Bonjour,
Citation :
Des refus portant sur des taux supérieurs au taux maximal prévu au compromis peuvent-ils être considérés comme des refus conformes à la condition suspensive ?
Oui.
Les taux maximaux de même que les durées maximales stipulées sur le compromis sont destinés à protéger aussi bien l’acheteur que le vendeur.
Vous ne pouvez faire condamner l’acheteur à vous verser une indemnité que si avez la preuve d’une négligence ou d’une fraude.
Qu’on ait proposé des taux supérieurs à 3,20 % ne prouve rien.
Si vous avez la preuve par exemple que l’acheteur a demandé un prêt sur une durée ne dépassant pas quinze ans le privant ainsi de la possibilité d’obtenir un prêt sur vingt ans, vous êtes fondé à lui reprocher une négligence ou une fraude.

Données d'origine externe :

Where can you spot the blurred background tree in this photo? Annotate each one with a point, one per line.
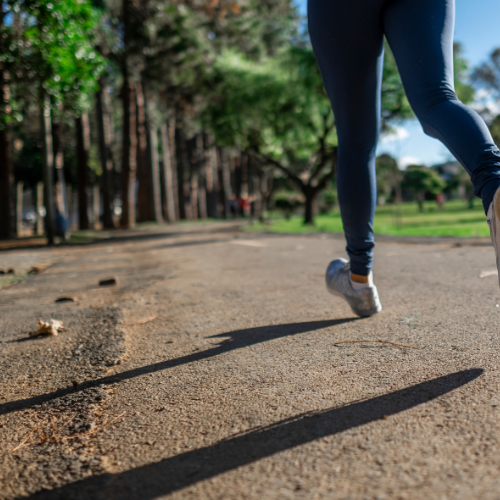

Le taux maximal de 3,20 % inscrit sur le compromis est peu réaliste. Il y a peu de chance qu’un prêt soit accordé à ce taux. Vous avez en fait laissé à l’acheteur une grande liberté pour refuser ce qui lui serait proposé.
Citation :
Peuvent-ils encore produire de nouveaux refus conformes après coup avant la date butoir finale du 20 juin 2026 ?
Il n’y a pas de raison qu’ils le fassent. A l’opposé vous auriez tout intérêt à conclure la vente s’ils vous remettaient un accord de prêt même un peu tardif.
Citation :
Le fait qu’ils n’aient pas produit de refus de la banque ayant donné l’accord de principe initial peut-il être retenu comme un élément de mauvaise foi ou d’insuffisance des démarches ?
Peut-être si vous pouvez apporter la preuve qu’ils n’ont pas fait de demande à cette banque ou qu’ils ont dissimulé un accord qui leur aurait été donné.
Citation :
En cas de contestation sérieuse sur la conformité des démarches, le séquestre peut-il rester bloqué chez le notaire dans l’attente d’un accord ou d’une décision judiciaire ?
Oui mais il faut être conscient que cela pourrait finir par une décision de justice qui vous débouterait et vous condamnerait à lourds dommages et intérêts.